11. وَمَا يُغْنِي عَنْهُ مَالُهُ إِذَا تَرَدَّىٰ
wamaa yughnii ‘anhu maaluhu idzaa taraddaa
“Dan hartanya tidak bermanfaat baginya apabila dia telah binasa”
Tafsir Surat Al-Lail Ayat-11
“Binasa” di sini ada dua tafsiran, ada yang mengartikan “binasa dengan terjerumus dalam neraka” dan ada yang mengartikan “binasa” maksudnya adalah “mati”. (lihat Tafsir At-Thobari 24/473-475)
Orang ini adalah orang yang disifatkan oleh Allah sebagaimana dalam firman-Nya:
وَيْلٌ لِّكُلِّ هُمَزَةٍ لُّمَزَةٍ (1) الَّذِي جَمَعَ مَالًا وَعَدَّدَهُ (2) يَحْسَبُ أَنَّ مَالَهُ أَخْلَدَهُ (3) كَلَّا ۖ لَيُنبَذَنَّ فِي الْحُطَمَةِ (4)
“Celakalah bagi setiap pengumpat dan pencela; (2) Yang mengumpulkan harta dan menghitung-hitungnya; (3) Dia (manusia) mengira bahwa hartanya itu dapat mengekalkannya; (4) Sekali-kali tidak! Pasti dia akan dilemparkan ke dalam (neraka) Huthamah.” (QS Al-Humazah : 1-4)
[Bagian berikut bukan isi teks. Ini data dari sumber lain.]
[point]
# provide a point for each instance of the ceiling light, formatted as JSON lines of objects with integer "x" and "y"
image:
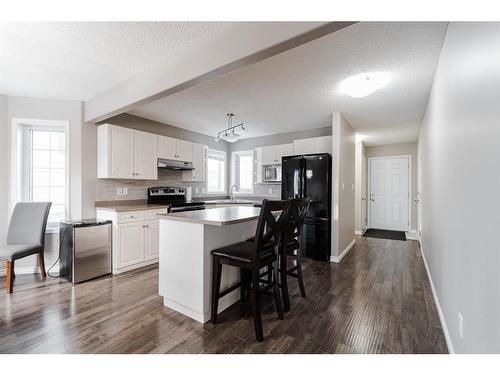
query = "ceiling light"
{"x": 364, "y": 84}
{"x": 232, "y": 133}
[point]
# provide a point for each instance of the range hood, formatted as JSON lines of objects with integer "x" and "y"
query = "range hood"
{"x": 175, "y": 164}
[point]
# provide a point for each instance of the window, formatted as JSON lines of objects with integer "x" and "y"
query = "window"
{"x": 216, "y": 172}
{"x": 242, "y": 170}
{"x": 43, "y": 167}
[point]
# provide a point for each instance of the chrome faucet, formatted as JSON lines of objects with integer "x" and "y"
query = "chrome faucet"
{"x": 231, "y": 192}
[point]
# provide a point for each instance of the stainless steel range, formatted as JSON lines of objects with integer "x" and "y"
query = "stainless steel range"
{"x": 174, "y": 198}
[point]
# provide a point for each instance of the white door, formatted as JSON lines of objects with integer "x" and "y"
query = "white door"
{"x": 167, "y": 147}
{"x": 388, "y": 198}
{"x": 131, "y": 244}
{"x": 146, "y": 156}
{"x": 151, "y": 240}
{"x": 269, "y": 155}
{"x": 122, "y": 152}
{"x": 184, "y": 150}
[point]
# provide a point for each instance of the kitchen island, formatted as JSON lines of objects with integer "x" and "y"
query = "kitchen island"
{"x": 186, "y": 240}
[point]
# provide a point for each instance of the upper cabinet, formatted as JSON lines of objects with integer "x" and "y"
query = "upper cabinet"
{"x": 174, "y": 149}
{"x": 314, "y": 145}
{"x": 273, "y": 154}
{"x": 198, "y": 173}
{"x": 126, "y": 153}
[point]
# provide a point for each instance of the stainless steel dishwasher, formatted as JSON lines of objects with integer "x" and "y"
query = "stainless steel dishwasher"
{"x": 85, "y": 249}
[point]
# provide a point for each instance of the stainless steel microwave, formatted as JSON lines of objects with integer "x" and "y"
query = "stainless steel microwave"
{"x": 271, "y": 173}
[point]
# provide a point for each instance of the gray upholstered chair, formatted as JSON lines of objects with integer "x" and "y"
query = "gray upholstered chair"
{"x": 26, "y": 236}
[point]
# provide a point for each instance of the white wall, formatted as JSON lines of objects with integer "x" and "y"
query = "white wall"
{"x": 399, "y": 149}
{"x": 459, "y": 144}
{"x": 360, "y": 187}
{"x": 82, "y": 166}
{"x": 4, "y": 168}
{"x": 343, "y": 176}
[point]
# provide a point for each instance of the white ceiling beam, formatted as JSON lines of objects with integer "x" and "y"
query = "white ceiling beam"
{"x": 238, "y": 45}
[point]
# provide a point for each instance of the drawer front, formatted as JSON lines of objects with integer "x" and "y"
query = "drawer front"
{"x": 153, "y": 214}
{"x": 130, "y": 217}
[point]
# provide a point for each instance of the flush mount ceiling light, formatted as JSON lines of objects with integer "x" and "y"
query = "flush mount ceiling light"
{"x": 364, "y": 84}
{"x": 232, "y": 133}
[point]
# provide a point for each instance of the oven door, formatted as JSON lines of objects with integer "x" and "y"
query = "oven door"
{"x": 272, "y": 173}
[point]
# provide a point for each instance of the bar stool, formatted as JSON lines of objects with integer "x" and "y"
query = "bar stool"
{"x": 291, "y": 246}
{"x": 251, "y": 257}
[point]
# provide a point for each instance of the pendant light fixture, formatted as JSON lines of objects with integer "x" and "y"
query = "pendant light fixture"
{"x": 232, "y": 133}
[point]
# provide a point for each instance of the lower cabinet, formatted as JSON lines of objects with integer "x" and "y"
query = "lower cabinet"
{"x": 136, "y": 238}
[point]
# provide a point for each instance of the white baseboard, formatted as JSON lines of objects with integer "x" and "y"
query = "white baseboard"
{"x": 337, "y": 259}
{"x": 28, "y": 271}
{"x": 412, "y": 235}
{"x": 447, "y": 337}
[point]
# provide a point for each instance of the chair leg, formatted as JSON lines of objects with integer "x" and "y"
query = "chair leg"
{"x": 9, "y": 282}
{"x": 257, "y": 319}
{"x": 41, "y": 263}
{"x": 216, "y": 276}
{"x": 299, "y": 272}
{"x": 276, "y": 289}
{"x": 284, "y": 282}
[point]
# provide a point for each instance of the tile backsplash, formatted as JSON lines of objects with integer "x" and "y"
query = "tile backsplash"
{"x": 137, "y": 189}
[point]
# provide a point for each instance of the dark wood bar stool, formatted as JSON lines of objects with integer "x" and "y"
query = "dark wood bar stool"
{"x": 290, "y": 246}
{"x": 251, "y": 257}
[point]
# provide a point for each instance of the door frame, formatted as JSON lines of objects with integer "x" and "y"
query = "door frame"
{"x": 369, "y": 189}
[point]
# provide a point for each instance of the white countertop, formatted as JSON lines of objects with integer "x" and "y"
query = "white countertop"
{"x": 215, "y": 216}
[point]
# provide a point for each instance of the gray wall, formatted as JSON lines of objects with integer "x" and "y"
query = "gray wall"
{"x": 398, "y": 150}
{"x": 346, "y": 177}
{"x": 459, "y": 144}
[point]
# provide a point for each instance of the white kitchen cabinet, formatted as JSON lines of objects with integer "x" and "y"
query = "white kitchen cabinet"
{"x": 273, "y": 154}
{"x": 124, "y": 153}
{"x": 151, "y": 240}
{"x": 135, "y": 238}
{"x": 314, "y": 145}
{"x": 174, "y": 149}
{"x": 198, "y": 173}
{"x": 146, "y": 155}
{"x": 131, "y": 250}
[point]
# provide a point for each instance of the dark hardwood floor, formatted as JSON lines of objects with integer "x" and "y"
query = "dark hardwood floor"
{"x": 378, "y": 300}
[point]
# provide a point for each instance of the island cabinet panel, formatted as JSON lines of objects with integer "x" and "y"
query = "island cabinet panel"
{"x": 124, "y": 153}
{"x": 131, "y": 244}
{"x": 135, "y": 238}
{"x": 186, "y": 264}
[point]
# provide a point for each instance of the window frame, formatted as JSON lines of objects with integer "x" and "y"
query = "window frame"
{"x": 235, "y": 176}
{"x": 224, "y": 183}
{"x": 21, "y": 162}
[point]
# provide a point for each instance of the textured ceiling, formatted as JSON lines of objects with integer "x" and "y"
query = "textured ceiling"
{"x": 78, "y": 60}
{"x": 297, "y": 89}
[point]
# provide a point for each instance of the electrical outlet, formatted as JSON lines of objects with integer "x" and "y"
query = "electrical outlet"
{"x": 461, "y": 325}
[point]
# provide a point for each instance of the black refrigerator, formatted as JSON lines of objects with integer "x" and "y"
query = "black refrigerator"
{"x": 310, "y": 176}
Harta yang dimilikinya tidak akan bisa mengekalkannya. Bahkan dia tidak akan bisa menunda umurnya barang 1 detik pun. Jika ajal itu sudah datang maka sampai disitulah kehidupannya. Dan tidak akan bermanfaat harta tersebut.
Kata maa pada ayat ini terbagi menjadi dua tafsiran. Pertama, sebagian menafsirkan sebagai maa nafiyah (untuk meniadakan) sehingga makna ayat ini menjadi, “Tidak bermanfaat hartanya apabila dia telah binasa”. Saat dia ditanya oleh malaikat Munkar dan Nakir di kubur hartanya selama dia di dunia tidak akan bermanfaat. Saat dia disidang oleh Allah di akherat, hartanya selama dia di dunia tidak akan bermanfaat. Bagaimana hartanya akan bermanfaat sedangkan dia dibangkitkan dalam keadaan tidak membawa apa-apa.
Kedua, sebagian lain menafsirkan sebagai maa istifhamiyah (untuk pertanyaan) sehingga makna ayat ini menjadi, (seakan-akan Allah bertanya) “Manfaat apa yang bisa diberikan oleh hartanya apabila dia telah binasa?” Jawabannya tentu saja tidak ada manfaat sama sekali. Justru harta yang dia kumpulkan selama dia di dunia akan membinasakannya di akhirat kelak. Karena setiap orang di akherat kelak akan ditanyai dengan dua pertanyaan tentang hartanya, dari mana ia dapatkan dan kemana ia menghabiskannya. Rasulullah bersabda:
لاَ تَزُولُ قَدَمَا عَبْدٍ يَوْمَ الْقِيَامَةِ حَتَّى يُسْأَلَ عَنْ عُمْرِهِ فِيمَا أَفْنَاهُ وَعَنْ عِلْمِهِ فِيمَا فَعَلَ وَعَنْ مَالِهِ مِنْ أَيْنَ اكْتَسَبَهُ وَفِيمَا أَنْفَقَهُ وَعَنْ جِسْمِهِ فِيمَا أَبْلاَهُ»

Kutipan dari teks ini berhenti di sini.